05/20/2019 / By Edsel Cook
Regular sessions of physical exercise could keep muscles and nerves from getting further injured by the resumption of blood flow after an injury started to heal. The Virginia-based researchers who made this discovery noted that the protective effect applied to both normal wounds and injuries inflicted during surgical operations.

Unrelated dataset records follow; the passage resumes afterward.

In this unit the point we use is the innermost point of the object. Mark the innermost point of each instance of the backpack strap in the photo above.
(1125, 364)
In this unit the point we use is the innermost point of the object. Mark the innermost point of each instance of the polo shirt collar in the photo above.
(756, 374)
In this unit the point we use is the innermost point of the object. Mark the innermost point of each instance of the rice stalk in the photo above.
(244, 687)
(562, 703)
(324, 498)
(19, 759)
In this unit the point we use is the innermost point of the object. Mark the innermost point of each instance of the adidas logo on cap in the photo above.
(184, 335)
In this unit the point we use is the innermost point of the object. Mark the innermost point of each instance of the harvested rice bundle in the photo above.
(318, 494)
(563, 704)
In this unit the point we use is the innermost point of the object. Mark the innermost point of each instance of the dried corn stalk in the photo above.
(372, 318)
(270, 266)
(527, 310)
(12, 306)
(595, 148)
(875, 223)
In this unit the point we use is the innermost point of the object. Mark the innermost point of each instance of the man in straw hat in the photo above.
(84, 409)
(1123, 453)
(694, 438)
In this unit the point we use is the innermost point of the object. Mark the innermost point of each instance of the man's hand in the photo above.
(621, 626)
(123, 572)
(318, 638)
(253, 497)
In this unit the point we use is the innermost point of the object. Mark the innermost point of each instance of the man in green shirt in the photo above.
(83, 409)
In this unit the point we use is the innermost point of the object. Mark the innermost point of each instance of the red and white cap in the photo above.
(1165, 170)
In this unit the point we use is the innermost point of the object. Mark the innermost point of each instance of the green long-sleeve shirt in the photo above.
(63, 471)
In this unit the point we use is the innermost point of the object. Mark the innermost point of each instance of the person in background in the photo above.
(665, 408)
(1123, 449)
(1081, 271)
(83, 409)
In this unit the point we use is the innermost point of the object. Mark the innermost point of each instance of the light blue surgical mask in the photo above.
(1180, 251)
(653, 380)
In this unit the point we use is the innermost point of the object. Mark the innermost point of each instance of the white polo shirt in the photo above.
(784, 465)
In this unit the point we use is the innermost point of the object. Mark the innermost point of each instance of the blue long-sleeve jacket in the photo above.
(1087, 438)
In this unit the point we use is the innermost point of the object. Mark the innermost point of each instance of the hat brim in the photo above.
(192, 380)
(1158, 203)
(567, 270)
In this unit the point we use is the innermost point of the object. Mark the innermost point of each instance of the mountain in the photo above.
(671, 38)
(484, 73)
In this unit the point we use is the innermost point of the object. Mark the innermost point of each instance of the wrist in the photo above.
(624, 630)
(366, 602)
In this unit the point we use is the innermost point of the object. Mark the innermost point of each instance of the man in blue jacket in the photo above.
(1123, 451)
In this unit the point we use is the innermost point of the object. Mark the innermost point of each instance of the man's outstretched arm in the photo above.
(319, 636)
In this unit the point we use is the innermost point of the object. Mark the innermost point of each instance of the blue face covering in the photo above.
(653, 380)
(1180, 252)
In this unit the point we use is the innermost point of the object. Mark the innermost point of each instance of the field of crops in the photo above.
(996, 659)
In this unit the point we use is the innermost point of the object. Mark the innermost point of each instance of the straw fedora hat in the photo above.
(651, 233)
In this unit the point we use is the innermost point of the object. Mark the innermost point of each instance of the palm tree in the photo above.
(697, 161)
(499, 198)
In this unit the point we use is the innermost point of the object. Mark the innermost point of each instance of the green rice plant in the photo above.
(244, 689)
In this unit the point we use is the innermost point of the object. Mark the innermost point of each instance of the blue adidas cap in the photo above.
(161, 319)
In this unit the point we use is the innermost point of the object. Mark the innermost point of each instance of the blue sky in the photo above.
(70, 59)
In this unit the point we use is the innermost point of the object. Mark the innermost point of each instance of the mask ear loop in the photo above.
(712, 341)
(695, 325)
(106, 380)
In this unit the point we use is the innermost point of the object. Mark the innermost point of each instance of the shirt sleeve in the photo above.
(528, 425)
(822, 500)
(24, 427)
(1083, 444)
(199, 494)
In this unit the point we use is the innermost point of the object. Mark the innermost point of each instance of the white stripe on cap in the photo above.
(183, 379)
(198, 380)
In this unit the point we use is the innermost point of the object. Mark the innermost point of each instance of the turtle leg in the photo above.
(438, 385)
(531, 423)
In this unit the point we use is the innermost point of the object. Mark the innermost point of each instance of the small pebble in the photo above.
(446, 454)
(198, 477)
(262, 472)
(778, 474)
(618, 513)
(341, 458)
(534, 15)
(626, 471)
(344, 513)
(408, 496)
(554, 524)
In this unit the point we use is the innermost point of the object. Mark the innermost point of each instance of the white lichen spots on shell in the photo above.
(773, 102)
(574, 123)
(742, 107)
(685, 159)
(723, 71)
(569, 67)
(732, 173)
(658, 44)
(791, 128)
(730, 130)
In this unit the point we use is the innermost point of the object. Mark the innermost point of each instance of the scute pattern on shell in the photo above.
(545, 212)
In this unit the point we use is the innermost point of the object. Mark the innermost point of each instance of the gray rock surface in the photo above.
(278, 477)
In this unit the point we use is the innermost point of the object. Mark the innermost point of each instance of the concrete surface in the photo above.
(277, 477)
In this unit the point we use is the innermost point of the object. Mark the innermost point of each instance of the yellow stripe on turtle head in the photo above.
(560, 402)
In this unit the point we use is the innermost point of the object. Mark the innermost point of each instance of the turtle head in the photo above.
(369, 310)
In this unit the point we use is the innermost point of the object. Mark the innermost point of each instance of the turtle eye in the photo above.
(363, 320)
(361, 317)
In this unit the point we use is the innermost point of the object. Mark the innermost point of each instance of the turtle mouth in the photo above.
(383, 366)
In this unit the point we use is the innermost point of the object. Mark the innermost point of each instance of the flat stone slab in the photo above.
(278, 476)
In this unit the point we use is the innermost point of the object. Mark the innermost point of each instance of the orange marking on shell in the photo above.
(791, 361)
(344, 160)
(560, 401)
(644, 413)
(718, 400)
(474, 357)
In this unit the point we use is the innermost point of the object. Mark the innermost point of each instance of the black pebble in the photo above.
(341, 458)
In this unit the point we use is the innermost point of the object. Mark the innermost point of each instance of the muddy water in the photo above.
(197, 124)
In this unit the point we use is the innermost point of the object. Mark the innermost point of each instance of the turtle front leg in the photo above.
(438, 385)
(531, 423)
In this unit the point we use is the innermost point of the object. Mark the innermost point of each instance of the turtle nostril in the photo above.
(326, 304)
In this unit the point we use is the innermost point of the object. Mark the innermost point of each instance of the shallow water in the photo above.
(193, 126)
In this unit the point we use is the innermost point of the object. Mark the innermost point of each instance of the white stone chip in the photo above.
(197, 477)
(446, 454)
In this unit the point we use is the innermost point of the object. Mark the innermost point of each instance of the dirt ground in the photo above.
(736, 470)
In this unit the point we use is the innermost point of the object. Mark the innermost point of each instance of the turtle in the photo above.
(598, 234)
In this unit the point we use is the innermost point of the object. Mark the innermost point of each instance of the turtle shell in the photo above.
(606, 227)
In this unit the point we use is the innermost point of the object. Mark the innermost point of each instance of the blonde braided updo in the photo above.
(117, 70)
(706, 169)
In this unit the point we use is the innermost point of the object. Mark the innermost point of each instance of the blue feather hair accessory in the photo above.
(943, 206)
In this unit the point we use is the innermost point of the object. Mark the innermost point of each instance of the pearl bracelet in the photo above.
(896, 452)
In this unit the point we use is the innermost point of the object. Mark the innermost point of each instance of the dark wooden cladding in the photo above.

“Ischemia reperfusion injury” is the medical term for injuries that stem from the renewed flow of blood through injured and healing tissue. It often affects patients who received traumatic injuries or underwent surgeries, as well as soldiers who got wounded on the battlefield.
A University of Virginia (UVA) research team led by Dr. Zhen Yan were determined to come up with an effective means of reducing blood flow-related injuries for these patients. Yan specialized in the cellular benefits of physical exercise. He reported that working out before the injury-causing event made it much less likely for muscles and nerves to sustain additional physical damage.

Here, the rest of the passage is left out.